Coogler, writer and director of the films “Black Panther” and “Creed,” the sequel to Sylvester Stallone’s “Rocky” films, was tapped to be part of the adaptation of “Bitter Root.” He’ll be working alongside his wife Sev Ohanian and Zinzi Evans on the comic-to-film conversion.
South Carolina comic book creators Sanford Greene and Chuck Brown created “Bitter Root” along with David F. Walker, who has worked with Marvel, DC Comics, Dark Horse as well as others and is based in Portland, Oregon.
“Bitter Root,” released by Image Comics, is set during the 1920s Harlem Renaissance in New York and focuses on a family of monster hunters struggling to reconcile their identity after years of strife. When a malevolent force invades New York, the family has to come together or watch their city be destroyed.
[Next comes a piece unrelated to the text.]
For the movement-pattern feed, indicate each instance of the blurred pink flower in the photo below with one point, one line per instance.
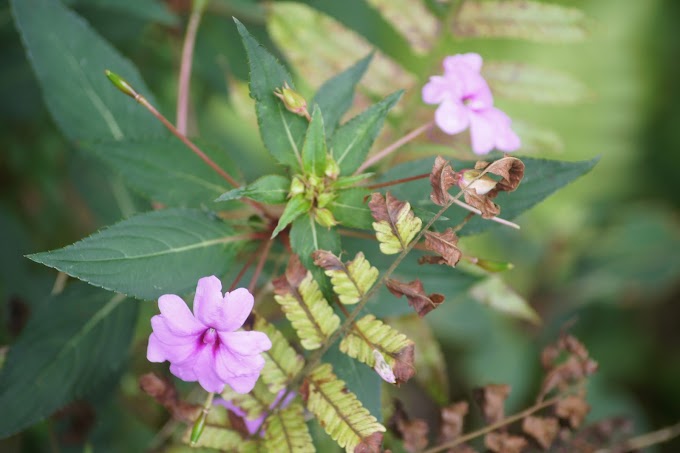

Legendary, the studio that produced “The Dark Knight” series, “Black Klansman,” “Straight Outta Compton” and many other popular films, is backing “Bitter Root.”
Greene, from Charleston but settled in Columbia, is a household name in the comic book world having worked with Marvel, DC and other comic book studios. He’s created serials with well-loved characters such as Black Panther, Luke Cage, Wonder Girl, Batgirl and a host of others. His online comic “1000” won a prestigious Ringo award.
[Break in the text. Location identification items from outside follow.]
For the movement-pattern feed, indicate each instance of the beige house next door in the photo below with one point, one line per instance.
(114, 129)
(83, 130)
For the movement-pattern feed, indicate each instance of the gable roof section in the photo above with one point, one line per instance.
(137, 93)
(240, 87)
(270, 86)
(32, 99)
Chuck Brown founded 803 studios, his comic book imprint named after the South Carolina Midlands’ area code. He has created books for Dark Horse Comics and worked with Marvel on books centered on characters The Punisher and Black Panther, as well as working with Image and IDW.
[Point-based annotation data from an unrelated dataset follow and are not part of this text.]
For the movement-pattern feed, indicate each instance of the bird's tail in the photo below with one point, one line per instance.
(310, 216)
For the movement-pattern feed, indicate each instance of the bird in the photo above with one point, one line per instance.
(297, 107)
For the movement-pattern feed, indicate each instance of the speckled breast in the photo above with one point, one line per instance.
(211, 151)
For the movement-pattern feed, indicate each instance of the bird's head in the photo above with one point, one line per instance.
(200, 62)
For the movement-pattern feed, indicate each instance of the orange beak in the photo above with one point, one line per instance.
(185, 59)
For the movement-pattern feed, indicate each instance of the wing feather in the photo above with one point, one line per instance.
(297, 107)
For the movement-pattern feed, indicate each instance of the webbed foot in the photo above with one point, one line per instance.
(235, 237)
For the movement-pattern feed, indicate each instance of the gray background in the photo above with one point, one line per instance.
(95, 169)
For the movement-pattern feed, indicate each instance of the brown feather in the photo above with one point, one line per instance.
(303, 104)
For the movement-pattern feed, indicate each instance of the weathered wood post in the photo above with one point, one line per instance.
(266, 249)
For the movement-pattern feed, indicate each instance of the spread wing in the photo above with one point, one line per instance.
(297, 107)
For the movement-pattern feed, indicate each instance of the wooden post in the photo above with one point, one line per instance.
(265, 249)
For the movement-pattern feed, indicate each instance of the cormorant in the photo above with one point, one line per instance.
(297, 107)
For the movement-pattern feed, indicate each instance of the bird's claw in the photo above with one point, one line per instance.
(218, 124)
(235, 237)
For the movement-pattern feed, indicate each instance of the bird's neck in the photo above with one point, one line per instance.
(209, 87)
“Bitter Root” came out in November 2018 and has a five-issue run. It was nominated for an Eisner Award, another prominent honor in the comic book world. The Washington Post picked up on the comics gravitas, writing, “the comic is by an all-black creative team and features a predominantly black cast of characters.”
“(‘Bitter Root’) has become a conversation starter in the comic book industry, which continues to awaken to more diverse ways of creating characters both on the page and behind the scenes,” the Post said.